The prisoner looked up at Stantington and his eyes narrowed behind the thick-lensed glasses.
"A little cooperation?" he said. "A little cooperation? You've got thirty-five years of my cooperation and what did I get for it? A jail sentence." He turned his face away and crossed his arms stubbornly, covering the printed number on his chest. He wore twill prisoner's fatigues.
Stantington walked around him again until he was in front of the prisoner and the man could see the new CIA director's winning smile.
"That's all water under the bridge," Stantington said. "Come on. Why don't you just tell me where it is?"
2
"Go to hell. You and that peckerhead you work for."
"Dammit, man. I want that key."
"Will you please tell me why a forty-nine-cent key is so important to you ?" the prisoner asked.
"Because it is," Stantington said.
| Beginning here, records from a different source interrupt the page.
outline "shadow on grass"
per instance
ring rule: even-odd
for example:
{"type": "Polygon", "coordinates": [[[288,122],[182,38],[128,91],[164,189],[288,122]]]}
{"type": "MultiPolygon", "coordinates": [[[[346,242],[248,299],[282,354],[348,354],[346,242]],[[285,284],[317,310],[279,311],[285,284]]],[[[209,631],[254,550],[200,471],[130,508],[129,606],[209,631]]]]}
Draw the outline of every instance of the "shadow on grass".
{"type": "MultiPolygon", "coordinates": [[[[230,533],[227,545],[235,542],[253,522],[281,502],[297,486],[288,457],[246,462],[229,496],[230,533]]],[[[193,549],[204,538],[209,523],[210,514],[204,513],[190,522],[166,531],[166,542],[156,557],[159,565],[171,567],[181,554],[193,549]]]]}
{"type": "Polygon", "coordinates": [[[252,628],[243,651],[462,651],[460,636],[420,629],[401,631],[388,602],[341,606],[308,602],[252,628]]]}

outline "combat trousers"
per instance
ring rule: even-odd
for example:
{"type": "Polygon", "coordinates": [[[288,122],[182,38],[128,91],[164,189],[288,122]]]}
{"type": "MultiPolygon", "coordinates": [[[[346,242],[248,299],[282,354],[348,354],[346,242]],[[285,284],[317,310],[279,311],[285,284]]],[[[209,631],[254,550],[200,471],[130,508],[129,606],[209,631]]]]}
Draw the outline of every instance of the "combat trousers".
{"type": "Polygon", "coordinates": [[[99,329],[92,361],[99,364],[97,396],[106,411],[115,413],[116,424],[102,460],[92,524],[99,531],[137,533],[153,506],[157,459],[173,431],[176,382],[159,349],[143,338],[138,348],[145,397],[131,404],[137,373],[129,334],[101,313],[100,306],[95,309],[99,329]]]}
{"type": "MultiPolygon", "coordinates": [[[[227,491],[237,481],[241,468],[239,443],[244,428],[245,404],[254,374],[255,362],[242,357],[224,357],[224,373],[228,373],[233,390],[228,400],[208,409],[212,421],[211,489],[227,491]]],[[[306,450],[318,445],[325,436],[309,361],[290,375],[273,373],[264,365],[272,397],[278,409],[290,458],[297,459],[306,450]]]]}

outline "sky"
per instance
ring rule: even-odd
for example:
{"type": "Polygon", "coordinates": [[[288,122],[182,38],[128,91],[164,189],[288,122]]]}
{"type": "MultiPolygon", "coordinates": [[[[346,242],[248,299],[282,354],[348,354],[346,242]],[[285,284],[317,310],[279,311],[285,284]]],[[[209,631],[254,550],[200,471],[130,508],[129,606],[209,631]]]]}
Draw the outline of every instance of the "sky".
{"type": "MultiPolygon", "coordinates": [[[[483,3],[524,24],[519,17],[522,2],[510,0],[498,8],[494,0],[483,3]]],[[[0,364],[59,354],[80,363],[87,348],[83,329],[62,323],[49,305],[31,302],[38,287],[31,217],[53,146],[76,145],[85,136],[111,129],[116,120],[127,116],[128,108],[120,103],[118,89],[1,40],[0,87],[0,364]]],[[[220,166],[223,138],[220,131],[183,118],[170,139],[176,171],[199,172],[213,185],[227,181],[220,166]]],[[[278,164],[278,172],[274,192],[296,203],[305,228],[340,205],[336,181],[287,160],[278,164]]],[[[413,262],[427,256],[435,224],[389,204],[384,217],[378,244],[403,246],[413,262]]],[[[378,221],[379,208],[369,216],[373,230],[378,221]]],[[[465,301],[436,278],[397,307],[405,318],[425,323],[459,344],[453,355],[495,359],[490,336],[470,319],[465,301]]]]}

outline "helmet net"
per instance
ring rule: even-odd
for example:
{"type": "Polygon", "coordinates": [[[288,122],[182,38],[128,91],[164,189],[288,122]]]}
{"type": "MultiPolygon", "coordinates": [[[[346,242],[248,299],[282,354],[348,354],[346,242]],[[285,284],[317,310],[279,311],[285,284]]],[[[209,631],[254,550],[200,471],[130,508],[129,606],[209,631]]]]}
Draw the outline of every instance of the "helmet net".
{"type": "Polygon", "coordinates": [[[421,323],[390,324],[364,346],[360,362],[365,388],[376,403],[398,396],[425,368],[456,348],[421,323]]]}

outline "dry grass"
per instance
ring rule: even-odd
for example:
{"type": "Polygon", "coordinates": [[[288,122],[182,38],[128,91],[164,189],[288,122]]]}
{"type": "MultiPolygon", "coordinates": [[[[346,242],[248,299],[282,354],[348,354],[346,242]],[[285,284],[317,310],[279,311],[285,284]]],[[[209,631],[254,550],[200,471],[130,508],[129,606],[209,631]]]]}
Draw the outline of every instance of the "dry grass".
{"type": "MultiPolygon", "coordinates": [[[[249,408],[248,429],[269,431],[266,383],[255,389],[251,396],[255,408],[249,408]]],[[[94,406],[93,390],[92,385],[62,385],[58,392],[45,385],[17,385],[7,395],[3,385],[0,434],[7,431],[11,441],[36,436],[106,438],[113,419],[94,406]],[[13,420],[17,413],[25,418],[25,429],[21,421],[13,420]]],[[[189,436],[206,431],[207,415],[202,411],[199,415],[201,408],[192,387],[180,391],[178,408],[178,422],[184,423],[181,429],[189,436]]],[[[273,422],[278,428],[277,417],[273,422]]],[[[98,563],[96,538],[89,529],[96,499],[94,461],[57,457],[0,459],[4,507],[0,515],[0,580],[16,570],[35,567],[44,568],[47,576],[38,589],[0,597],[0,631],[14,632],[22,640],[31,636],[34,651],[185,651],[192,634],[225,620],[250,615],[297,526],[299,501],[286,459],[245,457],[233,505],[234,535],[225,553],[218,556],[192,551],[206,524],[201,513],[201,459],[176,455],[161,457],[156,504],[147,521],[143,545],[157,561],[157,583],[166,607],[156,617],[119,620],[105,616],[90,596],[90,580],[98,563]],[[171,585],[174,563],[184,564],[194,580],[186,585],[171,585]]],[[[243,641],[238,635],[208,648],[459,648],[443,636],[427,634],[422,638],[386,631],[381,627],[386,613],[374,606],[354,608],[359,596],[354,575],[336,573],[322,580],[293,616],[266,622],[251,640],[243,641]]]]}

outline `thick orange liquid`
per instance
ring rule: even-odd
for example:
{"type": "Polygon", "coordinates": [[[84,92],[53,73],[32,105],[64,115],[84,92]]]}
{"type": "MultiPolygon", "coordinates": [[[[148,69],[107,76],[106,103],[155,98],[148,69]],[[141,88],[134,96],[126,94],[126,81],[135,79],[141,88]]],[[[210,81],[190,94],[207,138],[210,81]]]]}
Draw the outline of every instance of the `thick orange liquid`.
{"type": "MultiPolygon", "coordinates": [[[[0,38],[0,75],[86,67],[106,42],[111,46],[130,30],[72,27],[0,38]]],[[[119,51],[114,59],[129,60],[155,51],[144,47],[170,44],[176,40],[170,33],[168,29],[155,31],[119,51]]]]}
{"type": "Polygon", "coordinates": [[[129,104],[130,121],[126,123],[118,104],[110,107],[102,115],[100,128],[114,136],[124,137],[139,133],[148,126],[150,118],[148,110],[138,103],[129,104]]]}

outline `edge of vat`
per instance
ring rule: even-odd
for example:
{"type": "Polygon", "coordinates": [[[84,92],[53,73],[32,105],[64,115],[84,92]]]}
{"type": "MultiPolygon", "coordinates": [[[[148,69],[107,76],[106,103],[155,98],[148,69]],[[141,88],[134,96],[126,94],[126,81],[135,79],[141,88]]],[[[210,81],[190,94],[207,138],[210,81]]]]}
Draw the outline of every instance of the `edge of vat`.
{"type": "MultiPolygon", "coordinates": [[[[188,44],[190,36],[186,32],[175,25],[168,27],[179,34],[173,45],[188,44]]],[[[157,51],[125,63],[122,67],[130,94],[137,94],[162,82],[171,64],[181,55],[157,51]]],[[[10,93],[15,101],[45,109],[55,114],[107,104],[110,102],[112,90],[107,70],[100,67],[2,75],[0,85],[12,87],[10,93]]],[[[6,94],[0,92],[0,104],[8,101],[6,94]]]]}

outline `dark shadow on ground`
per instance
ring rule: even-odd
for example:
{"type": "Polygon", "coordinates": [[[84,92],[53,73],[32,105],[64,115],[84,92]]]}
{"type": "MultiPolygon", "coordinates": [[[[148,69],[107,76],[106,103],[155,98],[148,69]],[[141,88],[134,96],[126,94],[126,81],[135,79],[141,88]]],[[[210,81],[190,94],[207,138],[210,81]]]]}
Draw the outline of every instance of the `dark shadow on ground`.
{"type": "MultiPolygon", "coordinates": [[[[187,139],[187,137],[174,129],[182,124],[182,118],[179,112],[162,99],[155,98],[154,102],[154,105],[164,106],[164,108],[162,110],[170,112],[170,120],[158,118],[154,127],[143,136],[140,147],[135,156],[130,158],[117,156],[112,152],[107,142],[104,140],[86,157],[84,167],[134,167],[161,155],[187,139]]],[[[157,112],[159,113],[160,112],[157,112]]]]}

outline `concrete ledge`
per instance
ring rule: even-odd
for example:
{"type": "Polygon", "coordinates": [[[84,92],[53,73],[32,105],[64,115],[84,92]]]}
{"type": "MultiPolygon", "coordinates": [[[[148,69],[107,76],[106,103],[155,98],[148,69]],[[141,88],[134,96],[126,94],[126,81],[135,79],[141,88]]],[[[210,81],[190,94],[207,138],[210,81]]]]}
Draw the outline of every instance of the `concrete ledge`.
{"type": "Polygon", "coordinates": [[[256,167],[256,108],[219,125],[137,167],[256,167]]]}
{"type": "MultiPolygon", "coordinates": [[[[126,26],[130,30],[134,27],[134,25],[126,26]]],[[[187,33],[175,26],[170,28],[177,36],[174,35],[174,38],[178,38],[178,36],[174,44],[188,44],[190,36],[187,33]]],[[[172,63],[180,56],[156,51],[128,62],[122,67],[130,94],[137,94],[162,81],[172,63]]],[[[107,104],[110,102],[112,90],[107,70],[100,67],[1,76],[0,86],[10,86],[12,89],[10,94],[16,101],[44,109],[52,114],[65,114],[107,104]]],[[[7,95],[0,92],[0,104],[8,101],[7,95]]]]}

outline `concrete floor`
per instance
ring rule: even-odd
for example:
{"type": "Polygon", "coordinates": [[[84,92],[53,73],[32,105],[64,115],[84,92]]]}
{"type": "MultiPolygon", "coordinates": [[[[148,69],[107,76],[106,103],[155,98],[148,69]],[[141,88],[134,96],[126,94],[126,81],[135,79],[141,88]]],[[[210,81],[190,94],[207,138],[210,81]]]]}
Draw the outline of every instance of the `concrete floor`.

He, wanted to grab the man by the throat and wring the truth out of him. Or call in a CIA goon squad and have them apply electrodes to his testicles and shock the answer out of him. But there was no more of that. That was the old CIA, the discredited CIA, and it was probably knowing that the CIA had changed that made this prisoner so truculent and unreasonable.
"I threw it in a sewer so you couldn't get your manicured hands on it," the prisoner said. "No. No, I didn't. I had a hundred copies made and I gave them away to everybody and when you're not looking they're going to sneak into your office and go into your private bathroom and piss in your sink."
Admiral Wingate Stantington took a deep breath and clenched his hands behind his back.
"If that's the way you want it," he said to the prisoner. "But I just want you to know I won't forget this. If I have anything to say about it, you can kiss your pension goodbye. If I have anything to say about it, you'll serve out every goddamn last day of your term. And if I have anything to say about it, people like you will never again have anything to do with this country's intelligence apparatus."